By Caroline E. Mayer
Washington Post Staff Writer
Thursday, April 7, 2005; Page E01

Free pizza delivery may soon amount to pie in the sky.

Next week, local Domino's Pizza stores will begin charging a $1 delivery fee for any order. There's no other way to slice the rising costs the chain has to pay for fuel, rent, insurance and food, especially cheese, the prices of which are "at record highs," said David Carraway, president of Team Washington Inc., which owns 59 Domino's stores in the Washington area.


(Business Wire)

"Everything is going up. It's not a decision we're happy with, but it's the reality of what we're dealing with," Carraway said. He added that some rivals are already charging the fee. "I wouldn't be surprised if our competitors are not all doing it shortly."

Pizza Hut spokeswoman Patty Sullivan said Washington area stores have been charging a delivery fee, averaging about 75 cents, for a few years. Local Papa John's stores are not. However, some of the franchises in other areas are imposing a $1 to $1.50 delivery fee. "If high fuel prices continue, more markets, including Washington, might consider it," said Papa John's spokesman Chris Sternberg.

Nationwide, about 45 percent of all Domino's stores charge a delivery fee, according to company spokeswoman Holly Ryan.

Carraway said the current competitive pizza market makes it impossible to cover costs by raising the price of the pizza. "Everybody's got deals, everybody's trying to outdo each other," and consumers follow the lowest prices, he said.

One Domino's store in Silver Spring started charging the dollar delivery fee on Tuesday, ahead of schedule, Carraway said.
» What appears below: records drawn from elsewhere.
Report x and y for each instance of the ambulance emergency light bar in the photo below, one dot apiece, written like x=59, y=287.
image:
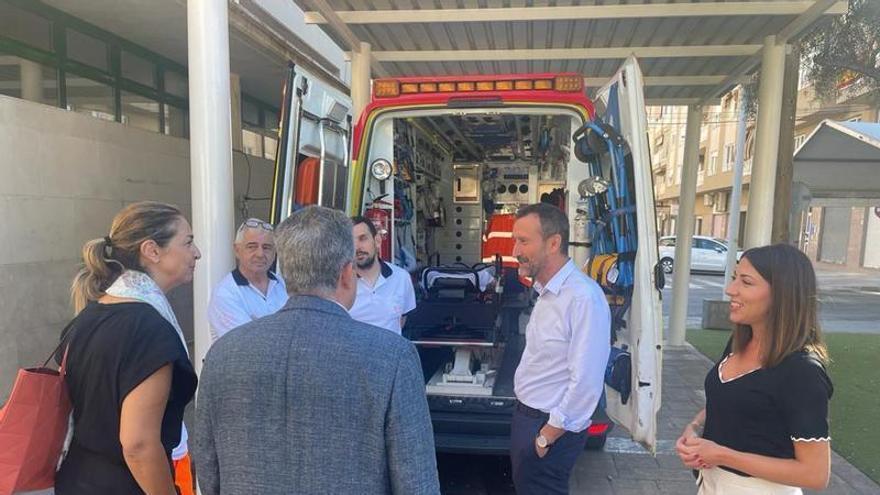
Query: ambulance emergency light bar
x=390, y=88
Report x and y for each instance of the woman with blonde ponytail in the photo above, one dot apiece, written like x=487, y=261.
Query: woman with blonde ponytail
x=128, y=368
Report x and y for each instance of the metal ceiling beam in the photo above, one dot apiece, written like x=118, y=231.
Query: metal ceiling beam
x=790, y=31
x=635, y=11
x=351, y=41
x=566, y=53
x=250, y=29
x=597, y=82
x=337, y=25
x=682, y=102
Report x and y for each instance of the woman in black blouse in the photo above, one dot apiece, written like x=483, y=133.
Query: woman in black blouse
x=765, y=425
x=128, y=370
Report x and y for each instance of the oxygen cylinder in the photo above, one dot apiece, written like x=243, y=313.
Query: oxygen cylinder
x=380, y=214
x=580, y=252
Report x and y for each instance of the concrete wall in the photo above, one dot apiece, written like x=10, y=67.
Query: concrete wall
x=63, y=176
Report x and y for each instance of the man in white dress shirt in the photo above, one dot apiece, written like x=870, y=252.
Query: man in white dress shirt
x=252, y=290
x=385, y=292
x=560, y=377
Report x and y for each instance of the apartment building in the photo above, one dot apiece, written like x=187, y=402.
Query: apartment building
x=835, y=235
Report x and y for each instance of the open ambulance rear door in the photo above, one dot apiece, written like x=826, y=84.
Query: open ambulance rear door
x=312, y=162
x=621, y=104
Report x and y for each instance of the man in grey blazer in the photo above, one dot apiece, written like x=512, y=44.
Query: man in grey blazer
x=309, y=400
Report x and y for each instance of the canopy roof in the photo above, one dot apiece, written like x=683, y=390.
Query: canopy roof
x=690, y=51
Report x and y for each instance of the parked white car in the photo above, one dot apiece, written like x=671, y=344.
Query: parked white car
x=707, y=254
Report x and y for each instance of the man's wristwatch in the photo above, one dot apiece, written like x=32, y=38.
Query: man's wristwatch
x=542, y=442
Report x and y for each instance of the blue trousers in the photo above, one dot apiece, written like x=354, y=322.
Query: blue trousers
x=541, y=475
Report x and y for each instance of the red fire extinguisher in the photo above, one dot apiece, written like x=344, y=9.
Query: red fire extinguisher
x=380, y=213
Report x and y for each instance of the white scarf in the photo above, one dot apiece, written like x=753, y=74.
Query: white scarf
x=133, y=284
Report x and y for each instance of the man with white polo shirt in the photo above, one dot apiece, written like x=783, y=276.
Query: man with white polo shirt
x=251, y=290
x=385, y=292
x=560, y=377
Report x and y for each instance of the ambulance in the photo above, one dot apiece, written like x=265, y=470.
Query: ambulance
x=440, y=166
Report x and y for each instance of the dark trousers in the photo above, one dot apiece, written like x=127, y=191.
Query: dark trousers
x=541, y=475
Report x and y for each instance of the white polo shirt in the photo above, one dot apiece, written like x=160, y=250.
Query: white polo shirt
x=568, y=340
x=387, y=301
x=235, y=301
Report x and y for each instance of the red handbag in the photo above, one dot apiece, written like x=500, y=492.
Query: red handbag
x=33, y=426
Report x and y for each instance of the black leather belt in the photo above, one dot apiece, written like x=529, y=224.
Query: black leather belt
x=530, y=411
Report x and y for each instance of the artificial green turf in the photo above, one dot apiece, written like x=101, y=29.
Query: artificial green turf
x=855, y=406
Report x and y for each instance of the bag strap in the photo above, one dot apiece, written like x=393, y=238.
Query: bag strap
x=65, y=339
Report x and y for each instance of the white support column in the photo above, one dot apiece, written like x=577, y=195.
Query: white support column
x=210, y=155
x=736, y=191
x=360, y=79
x=684, y=230
x=235, y=115
x=759, y=220
x=31, y=81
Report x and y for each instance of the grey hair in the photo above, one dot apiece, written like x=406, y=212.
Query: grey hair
x=314, y=245
x=553, y=221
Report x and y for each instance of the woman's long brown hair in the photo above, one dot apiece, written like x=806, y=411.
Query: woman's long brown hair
x=792, y=323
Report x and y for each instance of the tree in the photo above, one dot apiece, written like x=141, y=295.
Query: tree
x=844, y=49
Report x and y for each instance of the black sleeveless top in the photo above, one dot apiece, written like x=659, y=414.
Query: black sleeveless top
x=112, y=349
x=763, y=412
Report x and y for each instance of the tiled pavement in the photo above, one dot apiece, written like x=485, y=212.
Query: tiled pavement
x=625, y=469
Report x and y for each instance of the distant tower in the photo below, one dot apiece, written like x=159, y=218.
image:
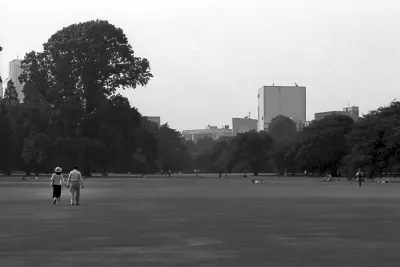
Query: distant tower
x=289, y=101
x=13, y=73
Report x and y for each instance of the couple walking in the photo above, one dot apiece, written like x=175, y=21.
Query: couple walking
x=74, y=183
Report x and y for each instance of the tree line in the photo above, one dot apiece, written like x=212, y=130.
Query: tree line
x=326, y=146
x=72, y=114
Government employee William Eck first learned of the surcharge when he ordered his usual Tuesday special: two large cheese pizzas for the price of one. He said he was surprised and angry when he learned why his order would cost $12.50 instead of $11.50. "Their promotion was always for free delivery. I guess it's not free anymore."

Carraway said it has been about 12 years since the chain promised free delivery, or a discount if the order wasn't delivered within 30 minutes. "Some people still think we have that, but that's gone too," he said.

From now on, Eck said, when it comes to his regular pizza order, "I will be picking it up."